A shortage of certain hops has furthered innovation at local breweries

The boom in microbreweries is great for beer lovers. But many may not know that the rapid growth in breweries has set off a mad scramble for certain varieties of hops that are now in shorter supply.

The result has been that brewers must find other ways to make beer with other hops, particularly when it comes to India Pale Ales and American Pale Ales. Both varieties, IPA and APA, use such coveted hops as centennial or citra, which evoke a flavor a little more on the bitter side of the scale and that feature a strong hop presence and floral notes. This has pushed brewers to seek alternatives to those popular craft styles by brewing a wider variety of beers, including porters, stouts or fruitier wheat beers, each of which allow for a variety of hops that are less limited by supply and demand.

And the brewers have to do this while maintaining consistency and their brand.

“Small breweries will have to go beyond their comfort zones on hops and try new strains and combinations that they hadn’t considered before,” said Paul Young, who ran the home-brewing business, My Old Kentucky Home Brew, before closing up shop to work at Akasha Brewing Company and Monnik Beer Co. “It will separate those who know and understand how to brew, and those who are only following a recipe. The recent wave of fruit beers and session styles could likely be, in my opinion, a response to the hardening hop market.”

The limited number of producers of hops and pre-negotiated contracts with large microbreweries, such as Dogfish Head Craft Brewery and Founders Brewing Co., have put the squeeze on the existing supply of certain hops including citra and centennial, farmed mostly in Oregon and valued for IPAs because of their floral/citrus notes.

“With each new brewery looking to make the next best IPA, and other breweries growing their current brands, it can create a rush on the same varieties, when there is only so much grown each year,” said Michael Kohn, the south regional manager for Yakima Chief Hopunion.

For Goodwood Brewing Brewmaster Joel Halbleib, the brewing of beer is just one aspect of the job. Also important is being able to predict years in advance which hops you will need, he said. “Heaven forbid that you’d want to kill one of your brands, especially if it’s hoppy. If you don’t have a contract in place, you’re paying $25 a pound, whereas if you do, you pay $8 to $10 per pound. The trend is advertising hops as having a citrus flavor. It’s nothing more than everybody wants fruity hops in their IPAs.”

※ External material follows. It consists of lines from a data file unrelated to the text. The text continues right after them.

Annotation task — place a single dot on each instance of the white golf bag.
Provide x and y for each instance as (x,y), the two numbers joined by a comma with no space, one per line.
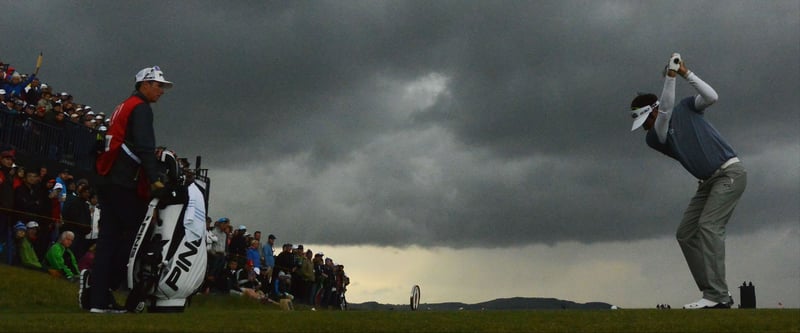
(167,263)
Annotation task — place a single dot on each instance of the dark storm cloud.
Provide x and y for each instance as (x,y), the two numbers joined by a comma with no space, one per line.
(294,95)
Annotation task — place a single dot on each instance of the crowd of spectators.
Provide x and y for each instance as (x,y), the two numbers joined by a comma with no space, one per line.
(240,264)
(36,119)
(49,222)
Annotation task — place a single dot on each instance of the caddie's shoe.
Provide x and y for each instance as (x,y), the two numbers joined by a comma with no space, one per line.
(108,310)
(83,290)
(706,304)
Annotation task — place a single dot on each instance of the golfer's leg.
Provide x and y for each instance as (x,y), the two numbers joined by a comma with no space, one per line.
(725,194)
(689,238)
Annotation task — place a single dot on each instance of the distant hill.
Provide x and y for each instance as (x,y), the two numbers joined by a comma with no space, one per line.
(515,303)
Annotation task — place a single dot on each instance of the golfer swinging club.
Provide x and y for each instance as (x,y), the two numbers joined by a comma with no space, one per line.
(680,131)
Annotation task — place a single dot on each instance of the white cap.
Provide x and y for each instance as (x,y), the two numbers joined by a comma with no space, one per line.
(640,115)
(153,74)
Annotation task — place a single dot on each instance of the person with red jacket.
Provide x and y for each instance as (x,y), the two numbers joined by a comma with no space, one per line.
(128,170)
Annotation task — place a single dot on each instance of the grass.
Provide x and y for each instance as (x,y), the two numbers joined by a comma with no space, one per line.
(34,302)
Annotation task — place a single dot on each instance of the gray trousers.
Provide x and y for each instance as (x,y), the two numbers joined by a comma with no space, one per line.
(701,233)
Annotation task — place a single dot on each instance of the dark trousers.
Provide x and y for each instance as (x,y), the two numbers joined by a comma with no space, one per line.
(123,212)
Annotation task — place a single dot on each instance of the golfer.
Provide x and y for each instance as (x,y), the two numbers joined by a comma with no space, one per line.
(681,132)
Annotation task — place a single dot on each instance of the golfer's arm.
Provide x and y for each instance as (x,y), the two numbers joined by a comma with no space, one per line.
(706,95)
(667,102)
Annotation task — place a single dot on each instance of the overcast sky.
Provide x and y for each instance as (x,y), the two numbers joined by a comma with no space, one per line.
(486,134)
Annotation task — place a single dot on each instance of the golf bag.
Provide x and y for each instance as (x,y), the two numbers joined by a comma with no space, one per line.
(167,263)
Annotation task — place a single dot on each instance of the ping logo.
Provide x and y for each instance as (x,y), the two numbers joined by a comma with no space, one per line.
(183,264)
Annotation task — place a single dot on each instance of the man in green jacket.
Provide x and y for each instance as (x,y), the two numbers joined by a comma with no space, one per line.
(60,259)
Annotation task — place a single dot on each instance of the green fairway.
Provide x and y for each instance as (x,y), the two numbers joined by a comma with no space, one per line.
(34,302)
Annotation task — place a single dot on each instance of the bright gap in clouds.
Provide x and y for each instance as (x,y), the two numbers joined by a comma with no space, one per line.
(637,274)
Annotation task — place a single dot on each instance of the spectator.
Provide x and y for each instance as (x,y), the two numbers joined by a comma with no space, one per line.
(238,247)
(7,155)
(47,104)
(265,282)
(268,254)
(216,260)
(77,217)
(33,92)
(27,253)
(19,237)
(61,261)
(253,254)
(19,176)
(94,208)
(87,259)
(307,273)
(63,177)
(243,282)
(329,282)
(303,273)
(53,200)
(16,87)
(27,201)
(319,278)
(284,262)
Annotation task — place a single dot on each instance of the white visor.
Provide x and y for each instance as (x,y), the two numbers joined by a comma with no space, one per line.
(640,115)
(153,74)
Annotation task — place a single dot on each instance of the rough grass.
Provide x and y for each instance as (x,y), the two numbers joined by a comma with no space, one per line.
(34,302)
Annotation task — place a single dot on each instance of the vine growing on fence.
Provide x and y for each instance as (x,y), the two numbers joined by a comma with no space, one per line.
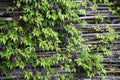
(48,25)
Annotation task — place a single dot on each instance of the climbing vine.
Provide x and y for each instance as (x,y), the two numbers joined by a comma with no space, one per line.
(48,25)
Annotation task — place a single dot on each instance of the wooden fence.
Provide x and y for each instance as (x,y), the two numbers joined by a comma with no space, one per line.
(112,64)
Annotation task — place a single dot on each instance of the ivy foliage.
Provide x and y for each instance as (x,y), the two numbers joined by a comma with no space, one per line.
(48,25)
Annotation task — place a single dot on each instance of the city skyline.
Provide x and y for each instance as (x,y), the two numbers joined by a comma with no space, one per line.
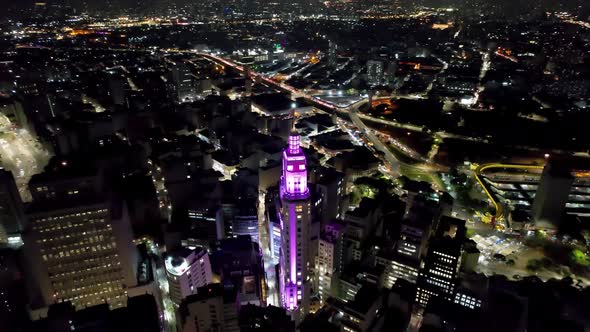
(355,166)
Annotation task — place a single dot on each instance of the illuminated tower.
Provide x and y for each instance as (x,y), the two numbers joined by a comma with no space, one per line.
(295,224)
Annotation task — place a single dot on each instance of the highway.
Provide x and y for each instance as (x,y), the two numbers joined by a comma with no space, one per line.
(352,111)
(500,209)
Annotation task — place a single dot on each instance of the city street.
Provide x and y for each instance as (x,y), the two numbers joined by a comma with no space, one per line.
(22,154)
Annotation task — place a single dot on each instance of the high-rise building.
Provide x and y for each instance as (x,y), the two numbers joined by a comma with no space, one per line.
(78,242)
(552,196)
(11,206)
(295,211)
(245,220)
(212,308)
(182,80)
(439,274)
(332,54)
(375,70)
(186,271)
(329,258)
(242,267)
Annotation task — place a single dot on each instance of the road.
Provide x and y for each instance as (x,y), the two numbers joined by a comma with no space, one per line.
(477,172)
(22,154)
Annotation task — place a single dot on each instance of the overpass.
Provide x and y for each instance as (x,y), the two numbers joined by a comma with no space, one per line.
(500,213)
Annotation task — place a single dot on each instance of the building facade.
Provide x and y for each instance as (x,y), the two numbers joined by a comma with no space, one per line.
(186,271)
(295,213)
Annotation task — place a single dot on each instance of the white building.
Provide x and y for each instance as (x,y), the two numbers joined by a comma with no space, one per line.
(187,270)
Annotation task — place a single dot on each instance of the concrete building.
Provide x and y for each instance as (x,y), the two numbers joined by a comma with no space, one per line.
(212,309)
(329,258)
(12,217)
(295,210)
(182,82)
(78,243)
(439,275)
(552,196)
(242,267)
(186,271)
(375,71)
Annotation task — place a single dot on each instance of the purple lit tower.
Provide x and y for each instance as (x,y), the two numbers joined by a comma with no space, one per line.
(295,224)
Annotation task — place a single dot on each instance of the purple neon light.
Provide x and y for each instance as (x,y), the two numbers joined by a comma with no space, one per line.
(294,181)
(293,243)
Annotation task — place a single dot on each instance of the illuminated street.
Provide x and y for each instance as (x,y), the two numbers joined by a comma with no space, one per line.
(22,154)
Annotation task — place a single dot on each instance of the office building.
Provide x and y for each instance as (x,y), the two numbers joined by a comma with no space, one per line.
(242,267)
(11,206)
(245,220)
(329,258)
(552,196)
(213,308)
(186,271)
(78,242)
(375,71)
(182,80)
(439,274)
(295,210)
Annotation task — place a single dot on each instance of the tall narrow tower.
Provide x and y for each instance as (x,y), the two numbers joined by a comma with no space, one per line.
(295,206)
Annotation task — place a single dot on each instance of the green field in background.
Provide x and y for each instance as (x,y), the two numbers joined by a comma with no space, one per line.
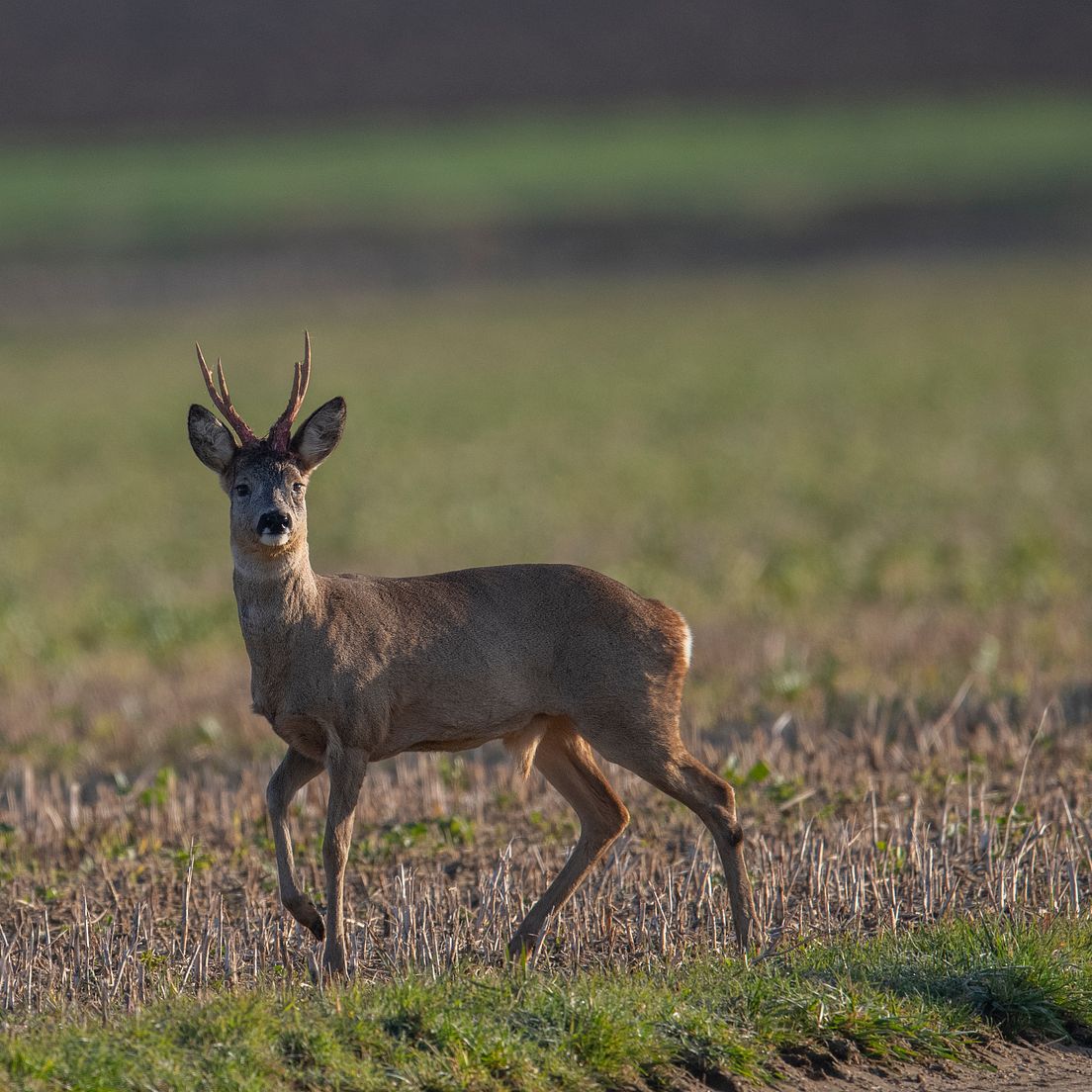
(776,164)
(793,453)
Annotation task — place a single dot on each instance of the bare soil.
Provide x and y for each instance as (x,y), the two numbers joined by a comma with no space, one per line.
(1001,1068)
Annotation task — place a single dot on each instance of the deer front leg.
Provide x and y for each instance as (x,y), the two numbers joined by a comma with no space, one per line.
(295,771)
(346,776)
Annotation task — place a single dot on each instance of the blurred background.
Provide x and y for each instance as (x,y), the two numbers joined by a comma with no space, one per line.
(778,314)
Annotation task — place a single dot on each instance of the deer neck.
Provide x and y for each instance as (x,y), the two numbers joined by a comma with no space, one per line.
(274,592)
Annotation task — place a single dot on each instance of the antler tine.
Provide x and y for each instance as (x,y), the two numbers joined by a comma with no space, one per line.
(280,432)
(306,369)
(222,400)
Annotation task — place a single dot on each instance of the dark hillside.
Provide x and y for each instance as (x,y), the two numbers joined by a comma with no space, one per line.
(119,63)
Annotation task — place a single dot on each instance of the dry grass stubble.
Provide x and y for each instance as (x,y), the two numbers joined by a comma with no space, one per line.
(118,894)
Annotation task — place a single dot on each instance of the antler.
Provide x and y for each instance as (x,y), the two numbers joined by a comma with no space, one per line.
(222,400)
(281,431)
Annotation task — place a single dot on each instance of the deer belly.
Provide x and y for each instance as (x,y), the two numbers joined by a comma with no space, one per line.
(303,734)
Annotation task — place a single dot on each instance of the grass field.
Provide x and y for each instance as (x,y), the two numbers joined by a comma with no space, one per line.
(868,489)
(780,165)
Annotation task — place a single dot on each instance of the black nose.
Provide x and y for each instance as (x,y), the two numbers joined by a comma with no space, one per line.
(274,523)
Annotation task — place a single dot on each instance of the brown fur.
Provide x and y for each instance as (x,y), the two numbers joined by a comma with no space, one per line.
(554,660)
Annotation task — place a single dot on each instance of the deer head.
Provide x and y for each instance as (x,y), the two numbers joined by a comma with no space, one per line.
(265,479)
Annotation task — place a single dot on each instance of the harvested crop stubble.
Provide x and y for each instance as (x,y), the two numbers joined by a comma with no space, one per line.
(116,895)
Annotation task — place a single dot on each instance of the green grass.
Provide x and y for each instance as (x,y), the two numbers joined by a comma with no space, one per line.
(770,165)
(787,452)
(919,995)
(851,482)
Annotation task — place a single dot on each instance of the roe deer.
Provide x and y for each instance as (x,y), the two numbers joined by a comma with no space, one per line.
(554,660)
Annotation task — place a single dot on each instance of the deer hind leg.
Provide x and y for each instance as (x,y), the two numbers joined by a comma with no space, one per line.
(346,777)
(675,771)
(295,771)
(567,764)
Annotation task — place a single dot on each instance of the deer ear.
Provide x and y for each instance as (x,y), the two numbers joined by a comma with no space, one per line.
(318,434)
(211,440)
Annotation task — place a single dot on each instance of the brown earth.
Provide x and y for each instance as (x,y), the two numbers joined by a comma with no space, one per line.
(1000,1068)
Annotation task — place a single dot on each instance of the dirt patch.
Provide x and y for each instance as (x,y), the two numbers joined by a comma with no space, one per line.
(1000,1068)
(353,260)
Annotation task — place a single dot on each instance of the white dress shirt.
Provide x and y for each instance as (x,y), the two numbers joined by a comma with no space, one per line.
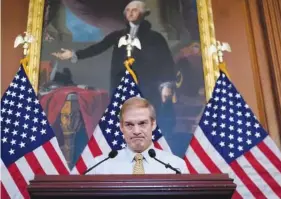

Ben Shinkle, brewmaster at 3rd Turn Brewing in Jeffersontown, said size matters when it comes to access to hops. “At one time I’d looked at getting a contract for Citra. The nearest contract I could get was 13 or 14 years out,” he said, adding, however, the scarcity also drives innovation for some brewers.

“It’s also made people utilize hops that’d been forgotten,” Shinkle said. “Everybody finds something that works. They find something that other breweries are making and look to do their own. The hop shortage has had to make people get creative.”

The hop shortage has also pushed brewers to make other kinds of beer. Where once brewers focused on popular beers such as IPAs, now that focus has shifted to include a variety of styles and approaches to brewing. Goodwood offers truth in advertising by crafting beers aged in specific wooden barrels to color the flavor. Monnik has an array of saisons, a farmhouse-style ale, and 3rd Turn focuses easily-reproducible styles including its porter, a robust, dark beer. All of those beers contain under-utilized hops that are easily reproducible and more readily accessible.

And it is that inventiveness that drives the Louisville microbrew scene.

Hop shortages are nothing new. When a drought in 2009 led to shortages of hops needed to brew the Bluegrass Brewing Company’s American Pale Ale, it inspired Hablieb to get creative. Instead of focusing on one or two varieties, it expanded its recipe to allow for multiple alternatives.

“The reason I expanded the varieties was because of the shortages. I found seven that I thought made a really hoppy beer. If we were to run short or the price was going to run out of control on one or two out of the seven, it wouldn’t have a huge impact on the beer,” Halblieb said.

Shinkle said brewers in Louisville share challenges, and he knows he can count on his peers to help.

“Everybody from the biggest breweries in the region to the smaller guys, they’ve always been a big help. It’s very refreshing. We realize that what’s good for one of us is good for all of us.”